Responding to “An Immodest Proposal” by Heather Corinna.

(page 183) “This is a world where women still frequently are not asked for consent, are often raped or coerced, still engage in sex with partners out of feelings of duty or obligation, usually have our sexuality depicted in grossly inaccurate ways by men and other women alike, and independent female sexual desire and earnest sexual enjoyment are not only disbelieved, in some circles, but are even ‘scientifically’ contested.”

According to some scientists, the orgasms I have should come from clitoral stimulation rather than penetration, while other scientists would say that penetrative orgasms are the only true orgasms out there. Happily, enough real science has been done to recognize that there are trends, rather than absolutes, for what brings women to orgasm. Truth is, I'm not particularly fond of clitoral stimulation, though it generally feels better when I'm already rather aroused. If I'm not aroused enough, it's just an irritation.

The attitude that women get pleasure through a set script of movements while women who have a different route to pleasure (like enjoying threesomes) are aberrant is one of the reasons I remain anonymous. I don't want to be labeled a slut.

I'm contemplating expectations and their impact on my life right now. Some of my happiest moments have been when I've felt I've failed completely and it no longer mattered what anyone else's expectations may be. I relaxed and allowed myself to pursue my own desires. I don't have sex out of duty or obligation, because it isn't worthwhile. Have I ever had sex because it seemed expected? Yes. I'm an absolute failure at pretending to enjoy it.

(page 185) “In Zen Buddhism, we aim for beginner’s mind, a way of thinking in which we approach all we can with the freshest eyes and few preconceived notions. The unknown can make us fearful, but the opportunity to have an unknown, to be able to approach something completely anew, is a gift.”

I've recently decided to attempt a more Zen approach to life, though I worry that it will keep me complacent, accepting too much. I'm trying to be more content with whatever I'm doing, staying in the now. I also worry that it will make me dissatisfied, unable to stay content in the moment and wanting more to be an activist for things that I might be able to change. I'm not sure yet, but I think it's just nerves about trying something new.

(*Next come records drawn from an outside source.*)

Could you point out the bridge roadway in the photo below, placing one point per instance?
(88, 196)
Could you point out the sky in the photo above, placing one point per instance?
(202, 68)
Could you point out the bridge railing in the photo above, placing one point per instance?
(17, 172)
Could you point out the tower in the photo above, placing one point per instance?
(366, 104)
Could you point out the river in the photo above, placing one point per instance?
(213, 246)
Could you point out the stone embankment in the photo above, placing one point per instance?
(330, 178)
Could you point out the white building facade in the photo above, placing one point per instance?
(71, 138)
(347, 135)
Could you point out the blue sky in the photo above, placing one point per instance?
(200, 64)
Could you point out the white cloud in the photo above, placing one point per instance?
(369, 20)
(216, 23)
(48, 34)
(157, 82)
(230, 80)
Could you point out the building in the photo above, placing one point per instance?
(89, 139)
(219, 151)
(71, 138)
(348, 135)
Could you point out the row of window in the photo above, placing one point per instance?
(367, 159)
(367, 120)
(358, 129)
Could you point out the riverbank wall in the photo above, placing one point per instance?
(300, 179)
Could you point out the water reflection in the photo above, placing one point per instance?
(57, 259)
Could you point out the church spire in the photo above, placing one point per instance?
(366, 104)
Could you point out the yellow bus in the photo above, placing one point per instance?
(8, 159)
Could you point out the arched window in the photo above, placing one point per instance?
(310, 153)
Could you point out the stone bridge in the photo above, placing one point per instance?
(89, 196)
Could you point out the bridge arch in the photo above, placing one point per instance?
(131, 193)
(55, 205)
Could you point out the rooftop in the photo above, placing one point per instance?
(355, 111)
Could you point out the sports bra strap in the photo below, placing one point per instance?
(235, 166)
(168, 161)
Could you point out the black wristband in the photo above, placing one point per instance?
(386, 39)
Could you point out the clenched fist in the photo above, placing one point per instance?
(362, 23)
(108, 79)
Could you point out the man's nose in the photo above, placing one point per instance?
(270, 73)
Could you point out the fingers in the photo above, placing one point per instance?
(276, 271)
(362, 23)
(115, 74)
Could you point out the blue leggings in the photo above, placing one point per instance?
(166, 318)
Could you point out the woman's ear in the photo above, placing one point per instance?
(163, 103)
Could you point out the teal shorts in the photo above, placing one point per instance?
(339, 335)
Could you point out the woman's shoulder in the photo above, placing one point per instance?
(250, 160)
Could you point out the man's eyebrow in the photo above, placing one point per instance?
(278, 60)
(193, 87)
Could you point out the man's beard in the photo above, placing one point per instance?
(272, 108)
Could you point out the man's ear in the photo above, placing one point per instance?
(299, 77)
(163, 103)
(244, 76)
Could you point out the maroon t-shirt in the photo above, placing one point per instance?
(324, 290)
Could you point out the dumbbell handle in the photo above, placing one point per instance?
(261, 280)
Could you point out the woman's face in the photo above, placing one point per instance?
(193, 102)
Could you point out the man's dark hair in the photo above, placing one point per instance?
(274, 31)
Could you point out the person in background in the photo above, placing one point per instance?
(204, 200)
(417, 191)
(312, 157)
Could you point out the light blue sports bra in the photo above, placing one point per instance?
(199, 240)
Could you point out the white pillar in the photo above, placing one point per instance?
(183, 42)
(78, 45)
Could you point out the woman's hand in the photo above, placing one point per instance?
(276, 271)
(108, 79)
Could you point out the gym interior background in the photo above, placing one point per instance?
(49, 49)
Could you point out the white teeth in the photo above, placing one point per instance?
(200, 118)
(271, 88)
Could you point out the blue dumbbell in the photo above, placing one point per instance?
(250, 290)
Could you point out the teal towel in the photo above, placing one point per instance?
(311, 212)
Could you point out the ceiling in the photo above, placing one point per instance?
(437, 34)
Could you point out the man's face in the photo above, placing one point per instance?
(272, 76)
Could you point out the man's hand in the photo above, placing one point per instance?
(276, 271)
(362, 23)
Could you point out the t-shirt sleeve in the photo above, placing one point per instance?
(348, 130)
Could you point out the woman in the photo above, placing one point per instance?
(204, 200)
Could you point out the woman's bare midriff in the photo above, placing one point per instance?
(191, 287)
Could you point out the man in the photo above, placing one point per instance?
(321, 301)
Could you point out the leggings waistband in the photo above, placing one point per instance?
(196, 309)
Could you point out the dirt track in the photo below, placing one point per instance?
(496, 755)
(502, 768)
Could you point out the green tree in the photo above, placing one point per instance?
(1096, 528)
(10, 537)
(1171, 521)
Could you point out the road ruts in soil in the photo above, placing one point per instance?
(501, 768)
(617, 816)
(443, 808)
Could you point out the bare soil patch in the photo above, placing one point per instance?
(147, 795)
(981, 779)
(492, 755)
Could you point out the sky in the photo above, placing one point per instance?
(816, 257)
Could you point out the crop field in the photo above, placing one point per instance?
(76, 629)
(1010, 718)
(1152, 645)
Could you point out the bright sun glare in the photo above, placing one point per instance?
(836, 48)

Truthfully, I could be getting a Taoist and a Zen approach confused, as I have formal training in neither.

I've mostly succeeded in Zen laundry this week. The process of laundry is an unending chore, and I can't escape it. I could refuse to do it, but not having clean clothes to wear is just frustrating. Relying on others to do laundry for me hasn't worked, so I needed to step up and do it myself. I can't change it, so I've got to adapt to it.

Now my laundry frustration is once again solely the mismanagement of putting clean clothes away by my children. I hope I can continue in my acceptance of laundry, rather than getting involved in whatever else I may want to do at that moment, which just leads to resentment.

I suppose that I'm trying to be more conscious of what I can and cannot change, and refusing to expend energy fighting that which simply is not going to change, that I do not have the power to change. For example, I can't change anyone else. I can lead by example, changing myself. I can attempt to persuade others through the power of my words, building a bridge of commonality and hopefully getting them to question their own assumptions. But ultimately all I have power over is me.